Show HN: Exploring HN by mapping and analyzing 40M posts and comments for fun

Dataset access & distribution

  • Many want regular public dumps (zip/torrent/IPFS/HuggingFace) so projects don’t need to re-scrape HN.
  • Existing options mentioned: an outdated BigQuery dataset, a private monthly CSV dump, ClickHouse scripts that pull directly from the HN API, and this project’s Apache Arrow releases.
  • Some are unsure about legal/licensing status of republishing HN data.
  • Technical notes include handling HTTP timeouts and retries when bulk-fetching via the API.

Technical approaches & tools

  • Discussion of using embeddings plus UMAP + HDBSCAN vs cheaper traditional methods (bag‑of‑words, topic models, graph analysis). Some argue simpler methods might be “good enough” for 2D maps.
  • Suggestions to use GPU-accelerated HDBSCAN/UMAP (cuML/RAPIDS) and vector search tooling (Cagra/CuVS, Lucene‑CuVS).
  • Parametric UMAP is noted as attractive but currently limited by GPU memory in common implementations.
  • Debate around models: BERT/FlagEmbedding vs LLMs, and whether classical ML (SVM, XGBoost, LSTM on BERT outputs) often suffices.
  • Cross‑encoders are proposed as a higher‑quality second pass for similarity search.

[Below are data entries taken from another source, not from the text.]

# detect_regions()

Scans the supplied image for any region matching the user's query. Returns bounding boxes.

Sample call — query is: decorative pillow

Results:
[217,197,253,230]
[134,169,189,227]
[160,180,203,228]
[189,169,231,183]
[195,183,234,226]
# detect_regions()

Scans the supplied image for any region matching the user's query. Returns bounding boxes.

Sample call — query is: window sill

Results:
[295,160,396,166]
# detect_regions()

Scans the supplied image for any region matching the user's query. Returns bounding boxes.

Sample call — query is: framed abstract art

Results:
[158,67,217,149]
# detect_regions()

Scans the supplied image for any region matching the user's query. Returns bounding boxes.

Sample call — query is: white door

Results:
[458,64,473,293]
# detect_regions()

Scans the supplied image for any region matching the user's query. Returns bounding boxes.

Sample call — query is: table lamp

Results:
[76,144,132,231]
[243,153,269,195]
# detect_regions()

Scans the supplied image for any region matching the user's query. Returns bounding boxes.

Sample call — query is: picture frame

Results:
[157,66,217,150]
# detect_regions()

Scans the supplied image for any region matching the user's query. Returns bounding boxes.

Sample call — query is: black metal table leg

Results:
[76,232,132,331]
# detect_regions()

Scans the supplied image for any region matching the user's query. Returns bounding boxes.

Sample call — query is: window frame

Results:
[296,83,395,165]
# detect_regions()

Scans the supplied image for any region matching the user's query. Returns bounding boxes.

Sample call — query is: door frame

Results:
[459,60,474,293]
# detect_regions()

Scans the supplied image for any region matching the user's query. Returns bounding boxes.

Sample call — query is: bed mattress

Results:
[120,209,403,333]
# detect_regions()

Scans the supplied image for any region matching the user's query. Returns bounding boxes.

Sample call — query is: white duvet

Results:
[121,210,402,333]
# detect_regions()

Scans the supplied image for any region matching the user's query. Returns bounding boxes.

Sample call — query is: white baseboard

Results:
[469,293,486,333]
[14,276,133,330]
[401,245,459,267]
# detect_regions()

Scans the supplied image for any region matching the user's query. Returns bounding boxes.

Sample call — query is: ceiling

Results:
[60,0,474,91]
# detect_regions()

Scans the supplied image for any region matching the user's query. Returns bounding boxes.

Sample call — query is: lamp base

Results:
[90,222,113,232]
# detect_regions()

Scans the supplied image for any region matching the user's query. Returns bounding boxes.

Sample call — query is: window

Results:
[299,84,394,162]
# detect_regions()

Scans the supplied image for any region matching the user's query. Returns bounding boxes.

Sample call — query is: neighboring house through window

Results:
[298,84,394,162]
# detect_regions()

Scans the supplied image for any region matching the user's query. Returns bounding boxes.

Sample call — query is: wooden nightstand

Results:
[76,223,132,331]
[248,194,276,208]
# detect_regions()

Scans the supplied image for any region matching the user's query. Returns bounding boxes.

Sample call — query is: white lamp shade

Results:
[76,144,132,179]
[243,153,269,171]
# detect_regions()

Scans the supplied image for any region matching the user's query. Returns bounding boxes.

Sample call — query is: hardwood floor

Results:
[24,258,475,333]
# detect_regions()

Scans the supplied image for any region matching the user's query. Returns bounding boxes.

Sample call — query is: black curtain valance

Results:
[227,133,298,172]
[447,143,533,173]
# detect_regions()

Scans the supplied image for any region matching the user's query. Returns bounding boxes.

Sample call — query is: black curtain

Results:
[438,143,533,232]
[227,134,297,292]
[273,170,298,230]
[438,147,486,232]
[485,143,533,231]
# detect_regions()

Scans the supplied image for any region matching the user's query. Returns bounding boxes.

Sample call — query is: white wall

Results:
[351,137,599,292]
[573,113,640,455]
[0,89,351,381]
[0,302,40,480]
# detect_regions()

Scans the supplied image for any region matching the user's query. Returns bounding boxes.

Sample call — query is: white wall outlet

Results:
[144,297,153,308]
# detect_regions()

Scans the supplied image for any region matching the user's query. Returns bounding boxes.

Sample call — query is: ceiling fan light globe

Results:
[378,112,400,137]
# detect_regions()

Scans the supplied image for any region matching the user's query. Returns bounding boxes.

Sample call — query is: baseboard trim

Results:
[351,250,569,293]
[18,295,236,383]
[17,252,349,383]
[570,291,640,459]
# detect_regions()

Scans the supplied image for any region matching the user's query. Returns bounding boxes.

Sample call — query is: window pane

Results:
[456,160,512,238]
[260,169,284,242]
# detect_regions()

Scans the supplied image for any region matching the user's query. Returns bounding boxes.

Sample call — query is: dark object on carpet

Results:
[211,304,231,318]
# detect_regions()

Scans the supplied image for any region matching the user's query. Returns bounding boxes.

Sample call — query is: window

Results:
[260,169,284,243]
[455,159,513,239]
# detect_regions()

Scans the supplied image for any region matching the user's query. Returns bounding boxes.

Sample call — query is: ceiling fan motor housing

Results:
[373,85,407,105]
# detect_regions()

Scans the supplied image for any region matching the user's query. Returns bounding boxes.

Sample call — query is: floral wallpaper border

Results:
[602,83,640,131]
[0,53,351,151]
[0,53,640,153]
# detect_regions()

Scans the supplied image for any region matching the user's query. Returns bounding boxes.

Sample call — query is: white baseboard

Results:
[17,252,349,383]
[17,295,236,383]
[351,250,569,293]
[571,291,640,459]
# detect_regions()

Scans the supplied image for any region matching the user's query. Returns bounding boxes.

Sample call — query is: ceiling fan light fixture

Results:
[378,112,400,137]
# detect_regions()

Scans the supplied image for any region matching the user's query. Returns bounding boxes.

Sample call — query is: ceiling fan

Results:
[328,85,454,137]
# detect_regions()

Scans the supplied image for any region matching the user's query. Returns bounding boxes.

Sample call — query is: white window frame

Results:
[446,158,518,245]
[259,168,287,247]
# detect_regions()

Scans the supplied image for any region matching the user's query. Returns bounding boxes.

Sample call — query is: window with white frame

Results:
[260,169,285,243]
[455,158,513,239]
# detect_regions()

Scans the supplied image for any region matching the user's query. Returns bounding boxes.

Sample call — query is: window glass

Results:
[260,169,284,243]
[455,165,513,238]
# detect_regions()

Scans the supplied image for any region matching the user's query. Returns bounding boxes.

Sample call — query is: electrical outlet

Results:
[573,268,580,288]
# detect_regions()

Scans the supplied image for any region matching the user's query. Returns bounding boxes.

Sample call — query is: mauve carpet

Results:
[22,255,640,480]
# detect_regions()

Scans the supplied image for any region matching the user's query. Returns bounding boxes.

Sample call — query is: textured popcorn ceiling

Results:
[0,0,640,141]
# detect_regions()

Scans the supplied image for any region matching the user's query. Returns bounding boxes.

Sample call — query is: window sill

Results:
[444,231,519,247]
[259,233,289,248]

Sentiment, negativity, and toxicity on HN

  • The project finds overall negative sentiment across topics.
  • Some readers say this matches their impression of HN as cynical or toxic; others strongly disagree, seeing HN as relatively civil and “truth‑seeking but critical.”
  • Several point out that:
    • Comments are naturally more critical than votes.
    • Direct, technical criticism may be misread by generic sentiment models as “negative.”
    • A more HN‑specific sentiment or “constructiveness/usefulness” classifier might be more meaningful.
  • There is interest in comparing sentiment by topic, time, platform, and weighting by upvotes (not available in the API).

Visualization, UX, and feature ideas

  • Users praise the canvas map but request: more meaningful zooming, better cluster labeling, variable text size by importance, clearer coloring, mobile fixes, and clickable links to HN items.
  • Suggestions include showing topic/popularity on the map, shareable search URLs (since implemented), subscriptions/digests by topic, and yearly/evolution views of the embedding.

Scale, cost, and meta-discussion

  • Commenters are impressed that a hobby project used ~150 GPUs and custom infra; some question whether that scale was necessary.
  • Reported compute cost is “hundreds of dollars,” seen as modest by some and high for a hobby by others.
  • Brief side debates touch on GDPR applicability to processing HN data and on rising “self‑promotion” norms in Show HN titles.